The natural law test was established by the Supreme Court in 2012, during another case where Singer and Fish & Richardson represented Mayo. While the landmark Mayo v. Prometheus decision has been particularly controversial for its effect on patent law, Singer said he stands by it.
“I’m proud of that work,” he said. “I know it’s controversial. I know it’s not politically popular, but I’ll stand by that work to the end of my career. It was terrific advocacy by our team, and the team is fantastic.”
The litigation team also represented Allergan as it accused Novartis unit Sandoz of infringing patents covering the eye pressure medication Combigan. U.S. District Judge William H. Walls had issued a preliminary injunction blocking Sandoz’s proposed generic version, which the Federal Circuit upheld in August.
That drug brings in more than $370 million a year for Allergan, according to U.S. Securities and Exchange Commission filings.
Singer said this has been a long-running litigation, with two trials and four appeals completed and another trial on the horizon.
“The stakes are so high for both sides in these cases, from both a monetary point of view but also a prestige point of view,” Singer said, adding later that “it’s one of [Allergan’s] flagship eye-care products that they’ve had for a long time.”
Principal Juanita R. Brooks was on the first trial in that case and said it’s been a “battle” to protect Allergan’s IP.
“Hopefully this will finally be the end of the Combigan saga,” she said of the upcoming trial.
Brooks more recently represented Illumina Inc. in a patent fight with The Scripps Research Institute. Scripps had sued Illumina in California federal court, alleging that Illumina’s BeadChip and other DNA microarray products, which are used in the “genetic analysis, cancer characterization and diagnosis of many diseases,” infringed its patented technology.
Illumina won on summary judgment, with a ruling that it didn’t infringe, and the Federal Circuit upheld that ruling 2-1 in August.
Brooks called the win “bittersweet” though, as it came down just days after the firm lost principal Craig Countryman to cancer.
“He’s greatly missed,” Brooks said of the partner she’d worked “hand in hand” with on the Illumina case.
While Singer, Brooks and their litigation colleagues were heading to court, others on Fish & Richardson’s life sciences team were building up the patent portfolios of startups and helping them into multibillion-dollar sales.

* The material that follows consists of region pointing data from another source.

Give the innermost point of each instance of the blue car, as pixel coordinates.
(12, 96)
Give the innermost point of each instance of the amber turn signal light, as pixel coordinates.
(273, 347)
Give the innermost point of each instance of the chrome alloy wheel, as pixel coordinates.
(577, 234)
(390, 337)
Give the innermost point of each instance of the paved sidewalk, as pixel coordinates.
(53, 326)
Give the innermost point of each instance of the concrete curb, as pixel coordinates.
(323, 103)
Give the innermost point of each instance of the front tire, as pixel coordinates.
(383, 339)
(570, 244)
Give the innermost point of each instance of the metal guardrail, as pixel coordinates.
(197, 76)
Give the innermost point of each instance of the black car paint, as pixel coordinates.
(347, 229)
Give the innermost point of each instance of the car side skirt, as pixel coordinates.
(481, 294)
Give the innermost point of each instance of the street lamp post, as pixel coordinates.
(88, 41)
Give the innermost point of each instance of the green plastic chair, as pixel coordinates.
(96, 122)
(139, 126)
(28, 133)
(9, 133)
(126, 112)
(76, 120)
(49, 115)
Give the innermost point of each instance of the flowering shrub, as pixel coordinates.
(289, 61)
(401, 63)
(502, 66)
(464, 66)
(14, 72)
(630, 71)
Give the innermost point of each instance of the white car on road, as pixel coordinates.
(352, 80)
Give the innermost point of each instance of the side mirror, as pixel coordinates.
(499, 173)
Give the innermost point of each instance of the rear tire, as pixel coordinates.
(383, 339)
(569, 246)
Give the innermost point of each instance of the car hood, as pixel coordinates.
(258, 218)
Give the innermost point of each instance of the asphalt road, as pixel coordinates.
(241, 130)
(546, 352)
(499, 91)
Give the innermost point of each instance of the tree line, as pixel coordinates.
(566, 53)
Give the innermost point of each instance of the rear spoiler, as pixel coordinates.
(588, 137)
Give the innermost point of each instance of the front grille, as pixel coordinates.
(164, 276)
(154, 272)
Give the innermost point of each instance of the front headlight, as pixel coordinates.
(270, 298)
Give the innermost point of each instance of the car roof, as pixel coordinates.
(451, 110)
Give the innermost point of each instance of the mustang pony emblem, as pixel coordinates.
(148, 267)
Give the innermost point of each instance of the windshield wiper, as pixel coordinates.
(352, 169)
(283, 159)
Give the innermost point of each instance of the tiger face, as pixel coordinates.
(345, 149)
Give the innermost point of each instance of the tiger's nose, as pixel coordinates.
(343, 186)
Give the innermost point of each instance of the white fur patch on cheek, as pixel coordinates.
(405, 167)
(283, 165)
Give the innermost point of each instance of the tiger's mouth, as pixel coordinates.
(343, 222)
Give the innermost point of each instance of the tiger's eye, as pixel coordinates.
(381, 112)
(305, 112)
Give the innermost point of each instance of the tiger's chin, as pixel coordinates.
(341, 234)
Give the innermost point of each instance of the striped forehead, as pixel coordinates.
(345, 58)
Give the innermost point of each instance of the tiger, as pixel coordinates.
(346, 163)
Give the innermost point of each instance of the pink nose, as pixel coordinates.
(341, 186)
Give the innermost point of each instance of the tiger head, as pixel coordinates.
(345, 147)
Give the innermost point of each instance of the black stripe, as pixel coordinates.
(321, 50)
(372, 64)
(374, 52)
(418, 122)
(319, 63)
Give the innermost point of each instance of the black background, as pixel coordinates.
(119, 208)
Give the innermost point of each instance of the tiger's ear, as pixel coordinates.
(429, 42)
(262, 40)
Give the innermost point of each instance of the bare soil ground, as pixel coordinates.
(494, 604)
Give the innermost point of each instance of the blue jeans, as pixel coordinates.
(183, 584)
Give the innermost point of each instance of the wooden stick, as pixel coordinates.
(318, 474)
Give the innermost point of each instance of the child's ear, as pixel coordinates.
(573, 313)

“I think we’ve built, over the past 10 to 15 years, a really strong, large group that represents really fast-moving, smart, startup and emerging biotech companies that are really doing disruptive and groundbreaking research that ultimately gets licensed by a larger pharmaceutical or biotech company,” said principal Teresa A. Lavoie.
Among those deals were Pfizer’s $11.4 billion purchase of Array BioPharma and Eli Lilly and Co.s $8 billion Loxo Oncology Inc. buy.
Lavoie said the firm had been working with Loxo since 2014, providing patent strategy, particularly for its cancer drug Vitrakvi. Fish & Richardson worked with Loxo on a $1.5 billion deal with Bayer in 2017 and several financial offerings that same year, before the January 2019 Lilly acquisition. Lavoie added that they only had about two weeks to do all the needed patent work for the Lilly deal to be ready.
Fish & Richardson met Array through Loxo, as the companies had a licensing deal, and picked the former company up as a client in 2015. Since then, they’ve been providing patent prosecution and regulatory strategy as Array got multiple oncology drugs to clinical trial and Braftovi and Mektovi approved by the U.S. Food and Drug Administration. The firm likewise only had a few weeks to prepare for Pfizer’s purchase, which was announced in June.
Between those two deals, Fish & Richardson prepared IFM Tre to be purchased by Novartis for nearly $1.6 billion.
“It was like boom, boom, boom of these back-to-back major deals,” Lavoie said. “It was a hectic year, but exciting.”